Quoting WHO statistics, the report says that of the 33 million HIV-positive people worldwide, only 314,394 individuals had been tested for tuberculosis. Of those who had been screened, over one in four were found to have active tuberculosis, according to a press release issued by ACTION.
"Persons living with HIV/AIDS are 50 times more likely to develop tuberculosis, than those who are HIV negative," the release cautions. "Without treatment, approximately 90% of persons living with HIV/AIDS die within a few months of developing TB."
"We are facing a preventable plague inside a devastating epidemic," said Michel Sidibe, assistant secretary general and deputy executive director of UNAIDS.

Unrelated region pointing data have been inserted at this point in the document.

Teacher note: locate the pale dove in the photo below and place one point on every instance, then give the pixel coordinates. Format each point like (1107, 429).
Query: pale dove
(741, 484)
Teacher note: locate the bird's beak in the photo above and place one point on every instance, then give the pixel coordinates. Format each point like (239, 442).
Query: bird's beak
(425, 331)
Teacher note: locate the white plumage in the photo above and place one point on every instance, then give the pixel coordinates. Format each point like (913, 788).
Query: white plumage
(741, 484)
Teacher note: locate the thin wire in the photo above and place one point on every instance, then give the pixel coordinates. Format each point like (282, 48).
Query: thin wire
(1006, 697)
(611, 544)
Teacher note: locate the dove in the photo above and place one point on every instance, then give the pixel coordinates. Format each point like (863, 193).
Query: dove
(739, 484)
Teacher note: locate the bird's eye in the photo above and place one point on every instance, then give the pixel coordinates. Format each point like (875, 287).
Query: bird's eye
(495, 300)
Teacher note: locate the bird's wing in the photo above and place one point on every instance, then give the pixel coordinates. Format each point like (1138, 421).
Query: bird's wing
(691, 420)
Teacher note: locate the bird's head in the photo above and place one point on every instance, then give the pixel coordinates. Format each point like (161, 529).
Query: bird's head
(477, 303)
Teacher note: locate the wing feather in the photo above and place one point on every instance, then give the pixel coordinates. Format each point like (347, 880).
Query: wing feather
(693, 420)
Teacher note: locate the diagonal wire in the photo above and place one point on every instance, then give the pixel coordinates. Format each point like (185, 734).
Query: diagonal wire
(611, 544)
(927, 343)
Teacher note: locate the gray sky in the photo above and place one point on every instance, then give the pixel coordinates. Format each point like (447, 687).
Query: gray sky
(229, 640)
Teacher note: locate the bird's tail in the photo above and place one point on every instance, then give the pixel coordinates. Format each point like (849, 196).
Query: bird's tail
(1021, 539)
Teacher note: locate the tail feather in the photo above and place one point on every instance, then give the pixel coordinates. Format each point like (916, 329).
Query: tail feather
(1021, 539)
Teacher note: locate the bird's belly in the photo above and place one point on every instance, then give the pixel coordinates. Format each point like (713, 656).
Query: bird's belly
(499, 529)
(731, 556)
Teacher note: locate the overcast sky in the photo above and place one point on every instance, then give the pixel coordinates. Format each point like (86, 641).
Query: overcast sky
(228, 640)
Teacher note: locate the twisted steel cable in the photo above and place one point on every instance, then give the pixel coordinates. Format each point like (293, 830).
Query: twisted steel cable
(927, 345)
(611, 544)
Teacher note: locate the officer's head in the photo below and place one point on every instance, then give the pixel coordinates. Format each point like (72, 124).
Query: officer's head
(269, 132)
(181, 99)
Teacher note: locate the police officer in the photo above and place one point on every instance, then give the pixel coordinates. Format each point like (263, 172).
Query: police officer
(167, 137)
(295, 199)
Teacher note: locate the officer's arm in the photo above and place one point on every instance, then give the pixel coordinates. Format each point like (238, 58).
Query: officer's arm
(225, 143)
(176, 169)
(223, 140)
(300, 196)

Screening for tuberculosis is not mandatory in the programs being funded by the three major international donors -- Global Fund, PREPFAR and the World Bank, the release states.
The ACTION group recommends universal TB screening of all people living with HIV/AIDS and access to the 3 "I"s -- Intensified case finding, Infection control, and Isoniazid preventive therapy.Screening tests for tuberculosis are inexpensive compared to the cost of the drug cocktails used to treat HIV/AIDS, Kim said in response to a question at the press conference.
An integrated HIV/TB approach is needed, Kim told Reuters Health.
"TB is a curable disease," he said. "It is a crime not to test for tuberculosis."